Emaciated children signal crisis in southern Sudan
AKOBO, Sudan — Three-day-old Odong Obong lay in the hospital bed, his pencil-thin arms almost motionless and his shriveled, gaunt face resembling that of an elderly man.
Emaciated babies and young children throughout the ward bore the signs of hunger: exposed ribs and distended stomachs. Outside, old villagers reclined motionless in the shade, too frail to walk.
The U.N. calls this the "hungriest place on Earth" after years of drought and conflict, with aid agencies already feeding 80,000 people here. A doctor says the worst is yet to come.
Two years of failed rains and tribal clashes have laid the foundation for Africa's newest humanitarian crisis. The World Food Program quadrupled its assistance levels from January to March in the Akobo region of southeastern Sudan.
International aid agencies are bracing for the worst. Even if spring rains materialize this year, the harvest won't come in until fall.
"And if there is no rain, it will get worse," said Dr. Galiek Galou, one of three doctors at the hospital in this town on the border with Ethiopia.
"If you stay here for a week you'll have problems, even if you have money," he said. "There is nothing to buy."
Southern Sudan lies in a drought-prone belt of Africa, but the situation has been exacerbated by rising intertribal violence that claimed more than 2,000 lives in 2009. Because of the global financial meltdown, the government has fewer available resources.
The food crisis is also a legacy of a devastating north-south civil war of more than 21 years that left 2 million people dead and many more displaced. That conflict is separate from the war in the western Sudanese region of Darfur, which began in 2003 and has killed 300,000.
The aid groups Save the Children and Medair have canvassed the Akobo community for the past week, searching for the hungriest children. They found 253 who they classified as severely malnourished, meaning they will die without immediate intervention. The children are enrolled in a feeding program that relies primarily on fortified peanut butter.
Another 200 severely malnourished children are being fed in a separate program, said the U.N.'s Dr. Natalie Lewin.
At the hospital, one toddler who appears to be in the worst shape is 2-year-old Dhoah Thoan, whose skin hangs off his body in an alarming way. He has skinny arms and an oversize stomach but bright brown eyes. Two beds over is Nyagod Kuel, also 2. If he had not been brought in for treatment, he would have died, Galou said.
Nearby, Odong lies on colorful blankets under mosquito netting with his triplet brothers Opiew and Ochan. Their mother hovers at the side of the bed.
"The hunger situation is really bad," said Goi Juoyul Yol, 37, the town's top official, who graduated from the University of Kentucky. "You'll have a cup of grain for a family of five for two days."

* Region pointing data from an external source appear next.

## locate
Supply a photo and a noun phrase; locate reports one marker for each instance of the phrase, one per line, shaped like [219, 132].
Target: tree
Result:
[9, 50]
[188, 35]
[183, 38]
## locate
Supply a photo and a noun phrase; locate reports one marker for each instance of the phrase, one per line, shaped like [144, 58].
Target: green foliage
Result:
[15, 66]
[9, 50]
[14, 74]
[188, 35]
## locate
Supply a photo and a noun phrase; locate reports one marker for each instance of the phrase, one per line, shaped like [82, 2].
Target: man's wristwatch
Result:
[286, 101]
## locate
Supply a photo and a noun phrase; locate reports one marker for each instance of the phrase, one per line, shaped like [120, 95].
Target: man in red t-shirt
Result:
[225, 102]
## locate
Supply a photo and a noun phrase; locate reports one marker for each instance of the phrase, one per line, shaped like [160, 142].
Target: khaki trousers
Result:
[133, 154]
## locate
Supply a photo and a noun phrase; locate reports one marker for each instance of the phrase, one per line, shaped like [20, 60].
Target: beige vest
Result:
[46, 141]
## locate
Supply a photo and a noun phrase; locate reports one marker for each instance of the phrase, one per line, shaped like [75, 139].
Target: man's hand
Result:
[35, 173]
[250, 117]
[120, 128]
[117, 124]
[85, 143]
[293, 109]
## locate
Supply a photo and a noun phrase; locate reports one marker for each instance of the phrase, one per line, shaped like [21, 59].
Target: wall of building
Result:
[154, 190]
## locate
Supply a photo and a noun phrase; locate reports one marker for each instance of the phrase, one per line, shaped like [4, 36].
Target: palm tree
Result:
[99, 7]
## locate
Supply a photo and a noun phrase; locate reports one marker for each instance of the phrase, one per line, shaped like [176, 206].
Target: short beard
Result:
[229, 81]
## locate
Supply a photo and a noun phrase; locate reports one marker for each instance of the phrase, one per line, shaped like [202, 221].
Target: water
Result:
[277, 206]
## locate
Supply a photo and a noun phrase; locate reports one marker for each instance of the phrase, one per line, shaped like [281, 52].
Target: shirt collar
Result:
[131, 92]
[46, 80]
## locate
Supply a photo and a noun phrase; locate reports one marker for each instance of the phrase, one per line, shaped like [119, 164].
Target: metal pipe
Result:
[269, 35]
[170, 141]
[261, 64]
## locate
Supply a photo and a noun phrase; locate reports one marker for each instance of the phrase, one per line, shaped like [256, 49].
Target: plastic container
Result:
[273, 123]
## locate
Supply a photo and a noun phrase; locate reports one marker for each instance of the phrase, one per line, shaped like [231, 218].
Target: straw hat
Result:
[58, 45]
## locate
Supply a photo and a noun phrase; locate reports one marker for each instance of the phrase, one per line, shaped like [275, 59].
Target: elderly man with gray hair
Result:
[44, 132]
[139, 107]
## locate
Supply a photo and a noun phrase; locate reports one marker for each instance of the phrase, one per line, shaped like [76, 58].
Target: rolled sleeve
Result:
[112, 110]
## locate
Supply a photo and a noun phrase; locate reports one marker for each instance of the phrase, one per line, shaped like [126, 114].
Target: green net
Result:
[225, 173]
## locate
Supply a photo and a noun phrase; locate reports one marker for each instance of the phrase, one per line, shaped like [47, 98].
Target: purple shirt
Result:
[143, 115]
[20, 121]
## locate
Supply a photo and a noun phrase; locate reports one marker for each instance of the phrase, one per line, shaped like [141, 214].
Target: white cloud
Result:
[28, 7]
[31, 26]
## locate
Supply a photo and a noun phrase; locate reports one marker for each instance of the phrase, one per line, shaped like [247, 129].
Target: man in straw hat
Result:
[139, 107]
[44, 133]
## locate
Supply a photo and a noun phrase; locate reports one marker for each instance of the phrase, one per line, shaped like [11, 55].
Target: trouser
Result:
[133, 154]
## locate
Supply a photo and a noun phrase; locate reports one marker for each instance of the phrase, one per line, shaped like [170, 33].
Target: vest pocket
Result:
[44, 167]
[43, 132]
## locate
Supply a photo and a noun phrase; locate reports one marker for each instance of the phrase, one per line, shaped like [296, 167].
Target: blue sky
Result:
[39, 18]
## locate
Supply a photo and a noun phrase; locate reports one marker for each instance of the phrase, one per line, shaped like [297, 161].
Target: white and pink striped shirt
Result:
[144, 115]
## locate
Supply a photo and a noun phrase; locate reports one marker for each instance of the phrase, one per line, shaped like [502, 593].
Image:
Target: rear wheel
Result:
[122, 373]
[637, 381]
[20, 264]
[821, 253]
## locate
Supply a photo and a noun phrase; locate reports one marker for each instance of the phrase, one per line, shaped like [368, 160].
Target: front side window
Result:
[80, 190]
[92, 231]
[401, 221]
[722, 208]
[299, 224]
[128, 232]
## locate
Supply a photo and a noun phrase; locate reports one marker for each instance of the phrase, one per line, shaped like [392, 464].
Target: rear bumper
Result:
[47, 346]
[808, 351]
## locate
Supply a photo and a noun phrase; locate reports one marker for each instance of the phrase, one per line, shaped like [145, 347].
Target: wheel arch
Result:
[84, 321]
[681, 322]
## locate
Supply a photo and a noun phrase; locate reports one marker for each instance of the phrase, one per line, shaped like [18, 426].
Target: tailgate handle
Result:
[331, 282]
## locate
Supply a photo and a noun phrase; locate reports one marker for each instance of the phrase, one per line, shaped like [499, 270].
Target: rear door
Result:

A recent survey by Save the Children and Medair found that almost 46 percent of children in the region are malnourished. Lise Grande, the top U.N. official in southern Sudan, labeled the Akobo region as the "hungriest place on Earth." She noted that most humanitarian agencies regard a malnutrition rate of 15 percent to be an emergency threshold.
"This year 4.3 million people in southern Sudan will need some sort of food assistance," Grande said. "That could be as much as nearly half of the population in the south. When you have that many people who need food, you can see the dimensions of the crisis."
Sitting outside one of the hundreds of grass huts that have popped up in recent months as people flee violence and search for food was Kalang Nyot, 32. The mother of five said she walks for 12 hours three times a week to gather a small orange fruit called lalif. A grandmother stays behind and watches the children, but because she is so weak she can barely move.
Mohamed Nuh, an emergency program manager with Save the Children, said aid agencies will need to shift food out of Akobo because families are moving into the town center and away from farmland where they could plant crops, a situation that could begin a cycle of unending need.
"While they're here they just sleep and wait for the food distribution," he said. "The current strategy is not working."
But Akobo's town center showed one of the dangers of moving food away from a central area of accountability.
Among the wooden shops, one salesman had 60 bags of sorghum — a type of grain — for sale donated by the United States. The American flag and "USAID" are stamped on the bags, along with the words "Not to be sold or exchanged." But Deng Bichiaki was indeed selling them — food aid that was likely stolen for the black market.
"Our governments do not intend this to be sold. I must say I've never seen so many bags on one occasion," said Morten Petersen, a technical assistant to the European Commission who was visiting Akobo to see how much aid was needed.
Despite the apparent fraud, Petersen said he would report back that Akobo was suffering "a very severe problem that we will have to confront in coming weeks."
The town is part of an isolated region suffering from tribal warfare that has displaced almost 400,000 people.
Sudan's elections start April 13 and will include local as well as parliamentary and presidential polls in a three-day balloting. The vote is a crucial step in Sudan's 2005 north-south peace deal that ended the civil war and paves the way for a referendum that will allow southerners to decide whether to secede from the Muslim-dominated north.